I hope you’re paying attention to what’s happening in the stock market…

Because history is repeating itself in a way that only happens once in a generation.

In 1999, as the dot-com bubble roared toward its final, explosive peak, three mega-IPOs hit the market in rapid succession: UPS, Goldman Sachs, and AT&T Wireless.

They were household names… And their IPOs were so hot, they nearly broke Wall Street.

Within five short months, the Nasdaq nearly doubled during a phenomenon known as a “Melt Up.” Many individual stocks went parabolic, soaring 300%, 500%, even 1,000% or more.

Now, let’s fast forward to 2026…

Three mega-IPOs debuting, all household names: SpaceX, Anthropic, and OpenAI.

SpaceX alone was the single biggest IPO event in history. And it’s the clearest signal we’ve seen that the Melt Up has arrived again.

In the same way that those 1999 IPOs caused a full-blown Melt Up in stocks, I believe we’ll look back at the SpaceX IPO as be the match that ignited the mother of all Melt Ups.

Position yourself for the Melt Up by clicking here.

Regards,

Brett Eversole
Senior Editor & Analyst, Stansberry Research

P.S. Most investors don’t realize the real money – the potentially once-in-a-generation profits – WON’T come from SpaceX.

The Melt Up is already sending stocks soaring in recent months, like Micron, up 986%… SanDisk, up 4,498%… and Bloom Energy, Lumentum, and Planet Labs… ALL UP more than 1,100% in recent months.

But you haven’t missed it yet. I believe the biggest gains are right around the corner. And when the Melt Up spreads to the rest of the market, stocks will take off FAST. I explain everything you need to know right here.






FEATURED

UPST Insiders Are Buying. Here’s What They Know.

Analyst Targets

  • Mizuho – Buy | PT: $45
  • Morgan Stanley – PT lowered to $35 (from $45)
  • BofA Securities – PT raised to $37 (from $36)
  • Needham – Buy | PT: $37
  • Piper Sandler – Hold | PT: $30
  • Jefferies – PT raised to $30 (from $27)
  • Consensus (21 analysts) – Avg. PT ~$41–$46 | ~75% Buy-rated

The stock is down more than 30% year-to-date. A federal securities class action just cleared its lead plaintiff deadline. And yet, in the middle of all of it, two of Upstart’s most senior insiders spent a combined $6.4 million buying shares on the open market.

That’s not a routine 10b5-1 plan. That’s conviction.

On May 7, 2026, Executive Chairman Dave Girouard purchased 170,240 shares for approximately $5 million through indirectly owned entities, at a weighted average price near $29.37 per share. Six days later, newly appointed CEO Paul Gu acquired 50,000 shares through his family trust at $27.50 per share, a transaction totaling roughly $1.375 million. Gu’s purchase increased his indirect holdings to approximately 194,930 shares and represented the largest single open-market buy in his current reporting period. Over the trailing three months, insider purchases at UPST have totaled approximately $6.4 million versus only $597,000 in sales.

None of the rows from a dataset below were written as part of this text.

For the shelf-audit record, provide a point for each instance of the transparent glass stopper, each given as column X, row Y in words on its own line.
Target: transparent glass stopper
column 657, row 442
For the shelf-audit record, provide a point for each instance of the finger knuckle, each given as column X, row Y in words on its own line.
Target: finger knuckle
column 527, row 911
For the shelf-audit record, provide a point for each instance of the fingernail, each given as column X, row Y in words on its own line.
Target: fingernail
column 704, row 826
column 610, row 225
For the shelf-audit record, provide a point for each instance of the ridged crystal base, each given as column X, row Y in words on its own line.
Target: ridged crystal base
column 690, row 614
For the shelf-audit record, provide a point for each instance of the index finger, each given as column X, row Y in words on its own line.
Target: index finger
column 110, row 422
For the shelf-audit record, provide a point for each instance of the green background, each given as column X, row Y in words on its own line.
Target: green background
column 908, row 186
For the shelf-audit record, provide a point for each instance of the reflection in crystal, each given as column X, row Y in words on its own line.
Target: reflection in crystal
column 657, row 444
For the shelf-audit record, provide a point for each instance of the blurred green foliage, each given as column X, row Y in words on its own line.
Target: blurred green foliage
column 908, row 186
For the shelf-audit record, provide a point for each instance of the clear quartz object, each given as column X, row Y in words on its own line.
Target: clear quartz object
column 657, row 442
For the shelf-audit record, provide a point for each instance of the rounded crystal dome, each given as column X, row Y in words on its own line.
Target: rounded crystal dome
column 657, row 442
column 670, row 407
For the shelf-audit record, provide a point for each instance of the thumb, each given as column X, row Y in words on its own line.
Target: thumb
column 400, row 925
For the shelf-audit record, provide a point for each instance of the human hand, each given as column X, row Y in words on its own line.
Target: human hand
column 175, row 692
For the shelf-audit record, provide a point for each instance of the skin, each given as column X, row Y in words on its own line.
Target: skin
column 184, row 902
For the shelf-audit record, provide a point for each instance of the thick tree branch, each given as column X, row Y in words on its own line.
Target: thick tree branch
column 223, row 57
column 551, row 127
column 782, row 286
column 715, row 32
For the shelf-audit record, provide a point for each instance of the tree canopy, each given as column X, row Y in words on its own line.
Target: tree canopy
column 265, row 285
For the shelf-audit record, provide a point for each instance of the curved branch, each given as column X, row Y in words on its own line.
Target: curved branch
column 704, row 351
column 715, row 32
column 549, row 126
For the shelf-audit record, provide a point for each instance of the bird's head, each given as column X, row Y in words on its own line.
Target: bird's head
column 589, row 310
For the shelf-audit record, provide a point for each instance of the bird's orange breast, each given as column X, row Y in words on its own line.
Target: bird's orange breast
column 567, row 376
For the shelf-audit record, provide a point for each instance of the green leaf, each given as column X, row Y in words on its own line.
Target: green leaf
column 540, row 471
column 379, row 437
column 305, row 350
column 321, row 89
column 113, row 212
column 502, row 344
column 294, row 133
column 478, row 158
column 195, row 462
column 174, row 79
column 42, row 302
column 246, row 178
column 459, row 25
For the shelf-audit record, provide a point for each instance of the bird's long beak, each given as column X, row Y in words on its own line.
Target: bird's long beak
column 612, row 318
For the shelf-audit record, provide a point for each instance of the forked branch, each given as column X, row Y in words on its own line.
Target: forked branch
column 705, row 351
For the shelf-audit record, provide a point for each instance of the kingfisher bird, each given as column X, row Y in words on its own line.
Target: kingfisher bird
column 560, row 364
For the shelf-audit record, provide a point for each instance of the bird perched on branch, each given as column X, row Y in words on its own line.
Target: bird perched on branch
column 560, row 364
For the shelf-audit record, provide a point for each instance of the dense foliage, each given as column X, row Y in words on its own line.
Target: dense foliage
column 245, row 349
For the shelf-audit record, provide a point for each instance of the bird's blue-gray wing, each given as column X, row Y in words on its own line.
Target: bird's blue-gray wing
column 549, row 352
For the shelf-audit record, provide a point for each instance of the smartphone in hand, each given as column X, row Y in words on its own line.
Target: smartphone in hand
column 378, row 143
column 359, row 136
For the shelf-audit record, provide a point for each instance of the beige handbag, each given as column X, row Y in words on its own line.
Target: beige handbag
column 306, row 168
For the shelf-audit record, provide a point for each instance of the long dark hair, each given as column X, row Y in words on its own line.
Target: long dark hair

What Upstart Actually Does

Upstart operates a cloud-based AI lending marketplace that connects consumers with more than 100 bank and credit union partners. The platform covers personal loans, auto refinance, auto retail loans, and home equity lines of credit. Where it differs from a traditional lender: Upstart is not a balance-sheet lender at its core. It earns fees for originating and underwriting loans using its AI credit models, rather than holding loans long-term and collecting interest income. The business is fundamentally a technology layer for consumer credit, built to help financial institutions make faster, more accurate lending decisions than legacy FICO-based systems allow.

That model made UPST one of the most explosive fintech growth stories of the early 2020s. It also made the stock brutally cyclical when rates moved against it.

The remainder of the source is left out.